Saturday, May 12, 2012

Same Song, Different Dance?

Let me tell you a cautionary tale, one you probably already know...

Your company has some burdens, costs of doing business where you live.  Could be property taxes, licenses, etc.  Mandated costs that you have a legal obligation to pay.  You price your product to make sure you cover those costs, but even then you don't have full control over your prices.  There are still limits to the price for which you can realistically sell your product.

Then some business from out-of-state, one who has lower costs because of his geographical advantages and lack of obligations, comes in and wants to sell what you sell, but at a lower price.  Of course, he is only doing it to gain market share and hopefully put you out of business, nothing different than you would do.

Then only difference is that he has no skin in the game.  He pays nothing to your state.  He employs nobody in your area.  He doesn't even have to follow all the same rules you have to follow.

As he takes away your market share, you don't just lose profits.  You lose the ability to cover those fixed costs, those legal obligations.  You have to either find ways to charge more to your existing customers, or go out of business.  It is a lose-lose proposition.

And when you can no longer pay your obligation to the state, the local economy loses and more people are out of work, thus scrambling to find the lowest cost anything, regardless of the consequences.  It is a vicious downward spiral.  To top it all off, at the end of the day, there is no control over what this out-of-stater might do after you are gone.

Seem unfair?

Some of you might think I'm talking about the Main Street Fairness Act, sales tax, and Amazon.  Funny thing is that there is a parallel problem going on that also fits this story all too well.

Electricity.

The State of Michigan has regulations and burdens on the two utilities - Consumers Energy and DTE - including making them invest heavily in renewable energy - a worthy but expensive venture.  The state also requires them to have the ability to offer power to every potential customer in the state.  And the state controls the prices they can charge to their customers.  Currently the state allows a 10% cap on out-of-state electricity to be sold in MI.  Some people want to raise that cap to potentially near 40% - but without releasing our two utilities from their expensive burdens.  Sure, a few people would save money on electricity for a short period of time, but the ramifications to the economy would be felt far beyond the savings.

You would think that with all the discussion on the Main Street Fairness Act and what allowing Amazon to work without the same burdens as other businesses is doing to local economies everywhere, people would get the ramifications.  Instead we have to fight the same old fight one industry at a time.

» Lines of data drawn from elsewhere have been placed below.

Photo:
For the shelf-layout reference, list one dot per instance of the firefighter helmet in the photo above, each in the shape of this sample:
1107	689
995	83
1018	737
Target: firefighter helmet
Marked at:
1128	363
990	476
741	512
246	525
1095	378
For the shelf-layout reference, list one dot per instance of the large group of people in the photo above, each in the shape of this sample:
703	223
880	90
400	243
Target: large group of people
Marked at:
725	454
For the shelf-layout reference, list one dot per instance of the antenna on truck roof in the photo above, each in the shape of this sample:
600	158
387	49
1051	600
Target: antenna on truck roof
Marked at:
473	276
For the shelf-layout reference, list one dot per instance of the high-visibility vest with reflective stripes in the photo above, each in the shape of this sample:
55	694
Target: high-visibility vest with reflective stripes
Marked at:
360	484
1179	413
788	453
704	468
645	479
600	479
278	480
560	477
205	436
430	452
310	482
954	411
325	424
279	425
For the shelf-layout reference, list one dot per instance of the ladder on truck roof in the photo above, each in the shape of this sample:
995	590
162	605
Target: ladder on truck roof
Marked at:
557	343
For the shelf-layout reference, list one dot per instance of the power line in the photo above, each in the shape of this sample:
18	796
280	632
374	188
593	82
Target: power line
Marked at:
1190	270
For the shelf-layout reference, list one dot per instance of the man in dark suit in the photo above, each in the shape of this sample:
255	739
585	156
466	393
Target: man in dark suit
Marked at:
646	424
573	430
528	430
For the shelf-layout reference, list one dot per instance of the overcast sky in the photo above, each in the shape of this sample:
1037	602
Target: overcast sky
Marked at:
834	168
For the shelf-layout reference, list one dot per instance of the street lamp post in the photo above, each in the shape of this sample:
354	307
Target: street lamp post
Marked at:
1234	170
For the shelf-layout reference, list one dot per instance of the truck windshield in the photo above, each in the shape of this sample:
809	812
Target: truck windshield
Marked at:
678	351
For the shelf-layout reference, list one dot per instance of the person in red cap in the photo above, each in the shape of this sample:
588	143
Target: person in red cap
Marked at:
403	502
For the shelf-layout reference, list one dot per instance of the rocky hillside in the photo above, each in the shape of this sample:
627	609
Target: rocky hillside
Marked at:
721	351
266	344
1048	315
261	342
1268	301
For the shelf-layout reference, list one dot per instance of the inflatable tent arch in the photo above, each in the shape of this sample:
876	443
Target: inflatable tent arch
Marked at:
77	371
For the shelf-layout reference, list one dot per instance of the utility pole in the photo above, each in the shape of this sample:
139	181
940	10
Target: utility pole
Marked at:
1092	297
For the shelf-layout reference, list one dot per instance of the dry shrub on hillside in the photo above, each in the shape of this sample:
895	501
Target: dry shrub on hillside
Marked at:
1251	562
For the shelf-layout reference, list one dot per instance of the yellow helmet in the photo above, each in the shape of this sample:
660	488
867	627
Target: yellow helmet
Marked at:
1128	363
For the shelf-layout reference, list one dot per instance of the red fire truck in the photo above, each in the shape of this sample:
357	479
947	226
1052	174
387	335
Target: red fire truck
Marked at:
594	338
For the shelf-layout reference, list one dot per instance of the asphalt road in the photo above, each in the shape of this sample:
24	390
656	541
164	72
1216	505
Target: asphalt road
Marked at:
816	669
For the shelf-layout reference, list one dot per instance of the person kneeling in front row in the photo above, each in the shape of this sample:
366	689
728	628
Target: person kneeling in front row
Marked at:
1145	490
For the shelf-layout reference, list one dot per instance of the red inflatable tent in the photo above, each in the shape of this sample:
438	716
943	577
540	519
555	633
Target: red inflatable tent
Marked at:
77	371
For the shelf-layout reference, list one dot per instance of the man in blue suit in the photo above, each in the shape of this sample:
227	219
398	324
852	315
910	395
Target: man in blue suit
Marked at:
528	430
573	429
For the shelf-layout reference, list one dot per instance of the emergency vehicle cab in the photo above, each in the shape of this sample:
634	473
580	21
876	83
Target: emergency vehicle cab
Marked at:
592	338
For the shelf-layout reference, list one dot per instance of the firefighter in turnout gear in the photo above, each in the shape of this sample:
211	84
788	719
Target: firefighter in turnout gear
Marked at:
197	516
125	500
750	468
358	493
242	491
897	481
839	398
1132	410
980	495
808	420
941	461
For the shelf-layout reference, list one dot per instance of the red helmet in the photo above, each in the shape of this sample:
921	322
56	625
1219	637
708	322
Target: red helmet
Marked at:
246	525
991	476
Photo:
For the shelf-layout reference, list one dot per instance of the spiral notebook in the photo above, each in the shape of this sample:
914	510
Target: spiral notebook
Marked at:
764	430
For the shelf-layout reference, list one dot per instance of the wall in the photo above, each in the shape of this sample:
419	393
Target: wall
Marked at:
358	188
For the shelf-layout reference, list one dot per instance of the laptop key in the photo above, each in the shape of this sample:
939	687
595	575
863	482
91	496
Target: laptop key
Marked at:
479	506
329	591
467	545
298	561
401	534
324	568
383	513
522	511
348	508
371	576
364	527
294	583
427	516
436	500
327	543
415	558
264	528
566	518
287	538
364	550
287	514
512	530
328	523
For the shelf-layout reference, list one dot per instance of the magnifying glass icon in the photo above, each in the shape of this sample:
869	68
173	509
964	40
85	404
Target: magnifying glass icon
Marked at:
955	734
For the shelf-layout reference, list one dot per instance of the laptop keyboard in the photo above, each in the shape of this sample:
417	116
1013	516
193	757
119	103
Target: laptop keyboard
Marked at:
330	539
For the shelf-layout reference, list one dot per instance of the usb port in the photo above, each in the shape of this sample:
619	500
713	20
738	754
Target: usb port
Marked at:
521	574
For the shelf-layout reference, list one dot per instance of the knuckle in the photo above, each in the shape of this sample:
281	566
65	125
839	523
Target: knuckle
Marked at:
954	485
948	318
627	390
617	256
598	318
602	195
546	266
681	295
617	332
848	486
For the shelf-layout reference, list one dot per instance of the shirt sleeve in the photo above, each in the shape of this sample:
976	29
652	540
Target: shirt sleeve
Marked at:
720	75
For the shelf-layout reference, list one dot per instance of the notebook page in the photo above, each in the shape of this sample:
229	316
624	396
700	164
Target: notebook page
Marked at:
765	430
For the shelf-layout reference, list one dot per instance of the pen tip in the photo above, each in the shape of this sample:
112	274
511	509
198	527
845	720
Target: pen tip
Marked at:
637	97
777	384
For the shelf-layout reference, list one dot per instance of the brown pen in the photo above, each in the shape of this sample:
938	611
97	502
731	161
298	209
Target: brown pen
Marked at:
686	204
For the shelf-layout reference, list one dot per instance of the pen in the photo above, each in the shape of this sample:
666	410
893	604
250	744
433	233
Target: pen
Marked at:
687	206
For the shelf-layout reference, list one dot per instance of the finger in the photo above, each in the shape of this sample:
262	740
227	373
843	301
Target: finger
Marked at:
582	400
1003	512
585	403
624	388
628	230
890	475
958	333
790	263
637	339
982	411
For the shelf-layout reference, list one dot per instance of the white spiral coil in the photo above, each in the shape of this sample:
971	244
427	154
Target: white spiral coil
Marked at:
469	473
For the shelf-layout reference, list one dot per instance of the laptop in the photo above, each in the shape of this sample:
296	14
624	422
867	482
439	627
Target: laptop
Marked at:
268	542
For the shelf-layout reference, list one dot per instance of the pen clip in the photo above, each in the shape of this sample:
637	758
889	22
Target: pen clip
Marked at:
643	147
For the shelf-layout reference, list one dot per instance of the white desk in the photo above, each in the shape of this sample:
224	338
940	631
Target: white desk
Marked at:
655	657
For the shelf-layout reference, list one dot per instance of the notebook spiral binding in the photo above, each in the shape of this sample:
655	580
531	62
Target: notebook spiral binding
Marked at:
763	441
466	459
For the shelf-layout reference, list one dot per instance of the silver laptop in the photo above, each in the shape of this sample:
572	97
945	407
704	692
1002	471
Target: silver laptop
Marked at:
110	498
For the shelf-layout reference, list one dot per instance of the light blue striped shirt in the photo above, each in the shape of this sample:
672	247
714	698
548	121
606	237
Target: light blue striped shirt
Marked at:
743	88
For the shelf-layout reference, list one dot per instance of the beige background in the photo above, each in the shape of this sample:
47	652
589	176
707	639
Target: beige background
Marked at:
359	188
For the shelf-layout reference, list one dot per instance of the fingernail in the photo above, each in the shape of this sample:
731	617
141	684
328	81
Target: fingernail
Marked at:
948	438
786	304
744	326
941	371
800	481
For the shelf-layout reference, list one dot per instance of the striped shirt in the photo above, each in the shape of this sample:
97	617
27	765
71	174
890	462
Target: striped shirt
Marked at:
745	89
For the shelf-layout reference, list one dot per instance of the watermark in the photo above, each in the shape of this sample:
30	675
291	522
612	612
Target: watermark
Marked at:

The song remains the same.  Maybe we need to change the dance?

-Phil Wrzesinski
www.Philsforum.com

PS  This is a departure from my usual types of posts.  I don't like to get political, just want to point out that the same conversation we are having here in retail is happening in all kinds of industries.  Before anyone bashes me about free market, etc., I get the concepts of free market economies and competition and how at the end of the day the customer should be in control.  The two issues here are first, that the market isn't free.  Different companies face different - legally mandated - burdens.  And second, the customer doesn't understand the economic impacts beyond his or her own pocketbook.  Someone somewhere has to pay for lower prices.